Even after utilizing as much as 27 cameras filming “Prime Gun: Maverick” that gathered 800 hours of footage, Joseph Kosinski nonetheless confronted limitations he hoped to surpass with “F1.” “I imply, we needed to develop a model new digicam system taking every little thing we realized on ‘Prime Gun: Maverick’ and pushing it a lot additional,” he mentioned. “You’ll be able to’t put 60 kilos of substances onto a race automotive and anticipate it should carry out the identical means.”

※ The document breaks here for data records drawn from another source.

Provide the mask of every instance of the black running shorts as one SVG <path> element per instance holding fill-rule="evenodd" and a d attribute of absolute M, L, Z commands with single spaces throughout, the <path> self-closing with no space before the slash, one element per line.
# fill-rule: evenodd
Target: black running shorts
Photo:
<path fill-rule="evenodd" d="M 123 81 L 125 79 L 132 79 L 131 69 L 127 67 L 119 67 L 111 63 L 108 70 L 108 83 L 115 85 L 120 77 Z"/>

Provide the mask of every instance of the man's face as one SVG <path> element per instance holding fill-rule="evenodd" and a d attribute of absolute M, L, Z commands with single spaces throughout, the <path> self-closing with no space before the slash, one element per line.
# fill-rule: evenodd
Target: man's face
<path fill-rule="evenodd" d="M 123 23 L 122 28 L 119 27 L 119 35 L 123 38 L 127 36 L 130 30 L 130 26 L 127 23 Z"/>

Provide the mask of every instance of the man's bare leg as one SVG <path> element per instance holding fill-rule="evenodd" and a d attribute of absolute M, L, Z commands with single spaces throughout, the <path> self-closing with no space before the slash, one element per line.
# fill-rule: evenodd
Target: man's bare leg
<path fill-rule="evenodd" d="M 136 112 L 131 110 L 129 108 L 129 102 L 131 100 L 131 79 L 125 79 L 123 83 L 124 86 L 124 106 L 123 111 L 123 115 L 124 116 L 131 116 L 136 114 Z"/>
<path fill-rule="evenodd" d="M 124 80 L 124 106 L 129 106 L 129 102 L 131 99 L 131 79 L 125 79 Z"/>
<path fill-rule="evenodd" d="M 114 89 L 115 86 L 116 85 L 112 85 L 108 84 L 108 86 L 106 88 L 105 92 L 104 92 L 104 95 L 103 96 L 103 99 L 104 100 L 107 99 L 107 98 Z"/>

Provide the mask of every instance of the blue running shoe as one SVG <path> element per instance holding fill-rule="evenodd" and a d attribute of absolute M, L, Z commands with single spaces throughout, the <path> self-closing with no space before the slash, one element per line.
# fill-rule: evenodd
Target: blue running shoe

Fortunately, by collaborating with Sony, the cameras utilized in “Maverick” have been shrunk to 1 / 4 of their unique measurement to accommodate the brand new journey they have been getting strapped to. From there, the crew have been in a position to function and transfer the cameras whereas taking pictures with motorized mounts (one thing not potential on “Prime Gun: Maverick”), permitting Kosinski to seize a higher vary of movement because the vehicles rocketed across the monitor. “I am sitting on the base station with Claudio [Miranda], our cinematographer, 16 screens. I’ve received digicam operators on the controls for the cameras and [I’m] calling out digicam strikes like a dwell tv present whereas they’re taking pictures.” 

With these advances, they weren’t simply breaking new floor, however burning rubber on it. “A lot analysis and know-how and improvement went into simply having the ability to roll a body of footage, along with the coaching for the actors and the logistics of taking pictures at an actual race,” Kosinski mentioned. “So it was lots of prep to have the ability to pull this off.” Contemplating the tiny home windows of shoot time they’d accessible, the extreme stress to get what they wanted in these moments, actors truly driving at ridiculously excessive speeds on actual tracks, and doing all of it for a crowd of over 100,000 bystanders, it does not appear hyperbolic to posit that this might need been one of many hardest movie shoots of all time. See how they did it when “F1” arrives on June 27, 2025.